This document is a collection of some examples and tips for using redis, the open-source data structure server. It is intended primarily for developers, and deliberately omits some topics that will be important in any redis deployment, like security and backups.
Some Uses for Redis Data Types
You may have heard of Redis referred to as a NoSQL Database. Technically, this is true: It's a database that doesn't use SQL. But the statement is meaningless. It is also true that ice cream is a food that isn't made from whale meat. But obviously, calling ice cream a NoWhale Food doesn't give you any sense of how good the ice cream is, or what sets it apart from other kinds of food that aren't made from whale meat but that are also very unlike ice cream -- it just gives the whaling industry a way to lump together people who don't use their products.
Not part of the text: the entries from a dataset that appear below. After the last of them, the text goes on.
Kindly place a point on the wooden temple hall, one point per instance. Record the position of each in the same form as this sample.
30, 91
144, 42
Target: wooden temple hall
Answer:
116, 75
So rather than thinking about redis as a database with some kind of non-existent relationship to SQL, think of it as a data structure server with a rich set of commands for querying and manipulating those data structures over a network connection. Redis data types include:
- Strings
- Hashes
- Lists
- Sets
- Ordered Sets (called zsets in redis)
- Transactions
- Publishers and Subscribers
This table lists some common programming tasks and data structures, and suggests some redis functions or data structures for them:
dictionary lookup | SET, GET, SETNX, etc. |
counters | SET, INCR, INCRBY |
list manipulation | LPUSH, RPUSH, LPOP, RPOP, LLEN, LINSERT, LINDEX, etc. |
event logging | lists, zsets, pubsub |
queues | lists (RPUSH, BLPOP, BLPOPRPUSH, etc.) |
priority queues | zsets |
membership | sets, bitstrings |
state | hashes |
heartbeats | zsets |
hit counters | zsets |
message broadcast | pubsub |
search | reverse indexes (never use KEYS in production) |
Documentation
Redis has fantastic documentation. Yet redis is so easy to learn and use that you'll seldom feel you need to consult it.
There are three reasons to look at the docs for every command you use.
- Time complexity - Each command's complexity is given in Big-O notation. This is immensely helpful.
- Related commands - An ever-growing list of related commands is given on the right-hand side of the page.
- Recipes - At the bottom of many pages is a section that gives usage patterns or recipes for the command under discussion. There are many insightful ideas to be found here.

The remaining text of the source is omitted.